The Adirondacks contain significant Kiruna-type,low-Ti, Fe-oxide(REE-Au-U-Cu) deposits. Lyon Mt. Leucogranitic Gneiss (LMG) either hosts, or is proximal to, these deposits. Precise U-Pb zircon dating demonstrates that LMG consists of late- to post-tectonic granites emplaced during the waning stages of the ca.1090-1035 Ma Ottawan Orogeny. Crosscutting relationships constrain most ore deposition to the interval~1050-1030 Ma. Ores are generally massive, undeformed, and contain apatite and/or aegerine-augite. They commonly occur as shoots or layers parallel to host rock structures and are broadly conformable but subtle truncations are present. Ores remain undeformed even in highly deformed host rock. LMG consists of ~50% quartz-perthite (QP),~20% quartz-albite (QA),~25% quartz-microantiperthite (QA).The remaining 5% includes fayalite granite. Ores are commonly associated with QA and QP, although these may not be the immediate host. Chemical and petrographic study demonstrates that QA results from metasomatic replacement of QP perthite by albite. QA, characterized by checkerboard albite, is an intermediate product. Accompanying phases are sphene, apatite, aegerine-augite, and magnetite.
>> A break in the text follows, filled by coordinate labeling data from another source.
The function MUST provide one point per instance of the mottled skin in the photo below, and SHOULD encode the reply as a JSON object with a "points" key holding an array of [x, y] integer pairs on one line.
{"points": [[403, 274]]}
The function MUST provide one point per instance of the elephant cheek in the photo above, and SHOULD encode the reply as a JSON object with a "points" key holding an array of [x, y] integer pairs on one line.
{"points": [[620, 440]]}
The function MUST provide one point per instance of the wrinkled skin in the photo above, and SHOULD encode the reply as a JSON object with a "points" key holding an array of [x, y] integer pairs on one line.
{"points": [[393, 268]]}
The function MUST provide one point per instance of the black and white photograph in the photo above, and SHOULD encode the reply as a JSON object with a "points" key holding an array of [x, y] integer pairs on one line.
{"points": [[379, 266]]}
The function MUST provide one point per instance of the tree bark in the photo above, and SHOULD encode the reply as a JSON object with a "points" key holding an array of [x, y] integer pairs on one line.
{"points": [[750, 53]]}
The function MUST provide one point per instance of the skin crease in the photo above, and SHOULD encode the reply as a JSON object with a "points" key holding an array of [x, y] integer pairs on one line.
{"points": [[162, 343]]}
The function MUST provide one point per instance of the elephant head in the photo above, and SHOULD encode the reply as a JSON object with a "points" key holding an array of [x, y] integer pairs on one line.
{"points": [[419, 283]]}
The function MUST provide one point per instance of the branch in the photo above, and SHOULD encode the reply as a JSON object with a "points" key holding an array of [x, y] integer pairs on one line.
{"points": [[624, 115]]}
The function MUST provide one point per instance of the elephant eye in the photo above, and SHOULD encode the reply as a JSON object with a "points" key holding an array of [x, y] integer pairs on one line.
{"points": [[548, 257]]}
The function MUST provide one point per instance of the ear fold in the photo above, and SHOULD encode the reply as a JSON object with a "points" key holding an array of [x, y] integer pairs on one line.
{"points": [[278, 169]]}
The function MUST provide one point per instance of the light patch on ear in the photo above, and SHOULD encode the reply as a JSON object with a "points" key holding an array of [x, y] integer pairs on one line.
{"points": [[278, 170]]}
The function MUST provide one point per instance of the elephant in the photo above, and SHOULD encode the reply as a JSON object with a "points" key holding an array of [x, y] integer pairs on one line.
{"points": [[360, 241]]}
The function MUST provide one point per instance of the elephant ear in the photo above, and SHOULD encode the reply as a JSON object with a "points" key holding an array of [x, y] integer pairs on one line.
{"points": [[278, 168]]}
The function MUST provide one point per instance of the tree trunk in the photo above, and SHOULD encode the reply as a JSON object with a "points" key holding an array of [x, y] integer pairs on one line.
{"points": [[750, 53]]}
Even where end-member QA is absent from deposits, checkerboard albite is present in wall rocks. Ore layers in granitoids are commonly interleaved with grain-size-reduced,rolled feldspars. Also present, and generally restricted to the magnetite with which it is coeval, is undeformed aegerine-augite. This observation demonstrates that the magnetite is also undeformed and postdates deformation in wall rocks. The most plausible origin for the ore and pyroxene is via hydrothermal fluids passing through the fracture systems. Oxygen isotope thermometry indicates that hydrothermal fluids associated with ore deposition equilibrated with LMG at 600°C-675°C and that whole rock d18O is consistent with saline brines containing a significant component of surface-derived basinal waters. These fluids were active during delamination-related uplift of the Ottawan Orogen and were driven by LMG plutonic heat.